• Melanie Frerichs-Cigli

Lapinou year !

Le PodcAst du BouT du mONde – épisode 32 – 01/01/2020

Musique de fin : «As you are» - Rag'n'Bone Man – Tous droits réservés

Licence d’exploitation LE-0017854

Image par Ichigo121212 de Pixabay

Ce siècle a déjà 20 ans, 20 ans que l’on n’aurait jamais pu imaginer avant. Je me souviens encore de la terreur et de l’expectative qu’avait provoqué le changement de millénaire. Je suis bien assez vieille pour avoir eu déjà plus de 20 ans il y a 20 ans… Nous imaginions tout, de la fin du monde aux navettes spatiales individuelles, permettant un séjour sur la lune, ou en station orbitale comme on va aux sports d’hiver. Certains milliardaires, précurseurs de technologies aujourd’hui dépassées, y croyaient tellement qu’ils s’en sont ruinés, mais attention, hein, façon start-upper avant l’heure, avec cotation en bourse et tout et tout.

Hélas, si la technocratie domine bel et bien le monde, ou tout du moins, son vocabulaire, rien du pire ni du meilleur que nous envisagions en ces temps que les moins de 20 ans ne peuvent pas connaître, n’est advenu. Crise après crise après révolte, force est de constater que nous n’avons pas rendu le monde meilleur, bien au contraire. Et de fait, cette année 2020 qui s’ouvre a de quoi inquiéter, entre enjeux économiques en tension, géopolitique des Nations en rivalité guerrière et élections stratégiques qui pourraient à elles seules justifier que tout bascule. Mais au moins, reconnaissons que le voyage a été surprenant et rarement ennuyeux. Peut-être bien que c’est tout ce qui compte, au final.

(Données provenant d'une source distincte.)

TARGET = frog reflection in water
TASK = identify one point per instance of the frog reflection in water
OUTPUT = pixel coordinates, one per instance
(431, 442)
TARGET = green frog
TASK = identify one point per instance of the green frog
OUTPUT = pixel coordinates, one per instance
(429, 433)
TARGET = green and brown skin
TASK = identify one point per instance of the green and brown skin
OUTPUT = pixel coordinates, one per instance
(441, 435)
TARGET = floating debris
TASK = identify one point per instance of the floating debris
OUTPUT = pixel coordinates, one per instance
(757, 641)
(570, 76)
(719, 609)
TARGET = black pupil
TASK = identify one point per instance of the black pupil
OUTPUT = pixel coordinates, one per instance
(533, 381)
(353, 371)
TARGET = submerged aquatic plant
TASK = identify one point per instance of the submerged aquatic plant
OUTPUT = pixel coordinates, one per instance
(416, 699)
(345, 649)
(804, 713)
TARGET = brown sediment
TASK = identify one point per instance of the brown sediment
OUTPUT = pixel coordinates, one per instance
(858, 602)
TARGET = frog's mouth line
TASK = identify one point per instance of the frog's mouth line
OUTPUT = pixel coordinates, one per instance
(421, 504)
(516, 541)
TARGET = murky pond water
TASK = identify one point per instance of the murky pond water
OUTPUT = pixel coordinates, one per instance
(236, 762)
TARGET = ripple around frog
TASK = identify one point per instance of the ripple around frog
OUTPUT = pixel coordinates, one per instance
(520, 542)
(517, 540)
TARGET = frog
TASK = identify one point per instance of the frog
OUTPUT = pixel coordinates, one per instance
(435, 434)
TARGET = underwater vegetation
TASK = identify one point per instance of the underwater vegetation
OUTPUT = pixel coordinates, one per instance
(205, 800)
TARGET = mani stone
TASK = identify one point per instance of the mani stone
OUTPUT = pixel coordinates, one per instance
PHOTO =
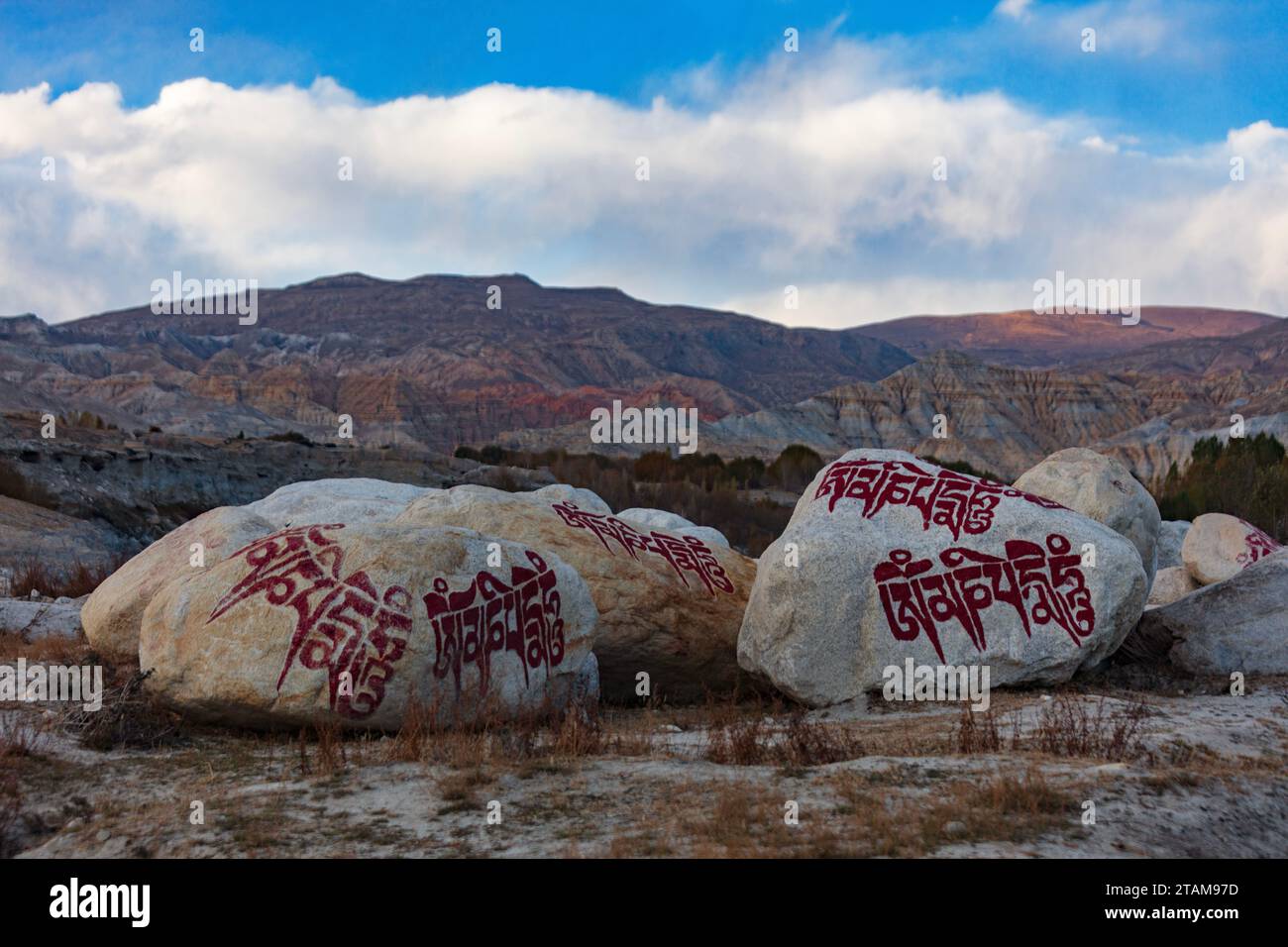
(1104, 489)
(359, 625)
(1236, 625)
(112, 613)
(673, 522)
(669, 605)
(1171, 536)
(888, 558)
(1171, 585)
(353, 500)
(1219, 547)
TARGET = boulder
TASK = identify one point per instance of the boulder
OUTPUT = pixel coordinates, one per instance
(669, 605)
(360, 624)
(1171, 585)
(673, 522)
(351, 500)
(1104, 489)
(1171, 536)
(35, 620)
(888, 557)
(1219, 547)
(112, 613)
(1236, 625)
(562, 492)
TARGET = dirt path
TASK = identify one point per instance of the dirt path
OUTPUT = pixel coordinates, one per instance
(1198, 775)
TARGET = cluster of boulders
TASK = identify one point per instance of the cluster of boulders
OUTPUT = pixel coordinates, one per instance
(362, 599)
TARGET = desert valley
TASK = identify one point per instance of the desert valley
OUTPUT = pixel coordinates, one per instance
(361, 579)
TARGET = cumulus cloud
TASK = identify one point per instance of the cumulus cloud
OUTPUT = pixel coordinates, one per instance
(819, 174)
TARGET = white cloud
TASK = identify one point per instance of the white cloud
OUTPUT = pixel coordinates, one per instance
(814, 172)
(1013, 8)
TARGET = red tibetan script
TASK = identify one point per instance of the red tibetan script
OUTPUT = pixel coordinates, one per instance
(1042, 585)
(1258, 545)
(489, 616)
(342, 624)
(684, 554)
(956, 501)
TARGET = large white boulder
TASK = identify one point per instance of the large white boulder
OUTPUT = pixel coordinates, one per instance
(1171, 538)
(1171, 585)
(360, 624)
(888, 557)
(1219, 547)
(673, 522)
(112, 613)
(670, 605)
(1236, 625)
(336, 500)
(1104, 489)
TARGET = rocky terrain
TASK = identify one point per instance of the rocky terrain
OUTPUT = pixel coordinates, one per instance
(424, 361)
(1201, 776)
(1029, 341)
(477, 720)
(424, 365)
(95, 495)
(1000, 419)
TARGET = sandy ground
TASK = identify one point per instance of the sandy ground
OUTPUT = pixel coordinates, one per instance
(1199, 774)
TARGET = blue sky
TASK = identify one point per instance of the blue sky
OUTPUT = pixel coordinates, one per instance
(1225, 69)
(768, 169)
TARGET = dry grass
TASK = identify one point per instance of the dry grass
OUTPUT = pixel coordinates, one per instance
(1067, 727)
(747, 819)
(429, 736)
(752, 741)
(329, 755)
(129, 718)
(78, 579)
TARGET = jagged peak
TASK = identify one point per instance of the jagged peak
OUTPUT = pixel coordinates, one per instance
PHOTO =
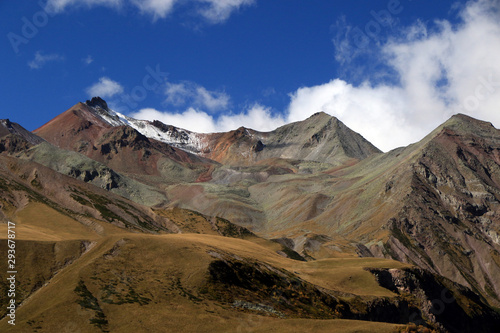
(97, 102)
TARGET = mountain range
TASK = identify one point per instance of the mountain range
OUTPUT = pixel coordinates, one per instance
(134, 225)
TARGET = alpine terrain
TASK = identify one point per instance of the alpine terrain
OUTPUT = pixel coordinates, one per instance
(126, 225)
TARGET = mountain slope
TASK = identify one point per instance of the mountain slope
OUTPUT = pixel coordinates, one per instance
(320, 138)
(86, 128)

Oh ! Bien sûr, on peut exhumer des archives tel morceau de bravoure de telle personnalité publique et en réinterpréter les termes pour y reconnaître la clairvoyance prophétique de celui qui comprenait, mais en vrai, on voyait beaucoup de choses, on s’est planté sur la plupart et certaines de nos pires craintes, nous les avons fait advenir, précisément d’avoir voulu les éviter. Une grande leçon d’humilité, à mon sens, qui ne peut que faire du bien, à l’heure où, comme chaque année – mais un peu plus – parce que 20 ans, c’est important, nous faisons notre bilan du passé et cherchons, par vœux et bonnes résolutions, à donner à nos vies une inflexion plus satisfaisante, chacun pour soi-même.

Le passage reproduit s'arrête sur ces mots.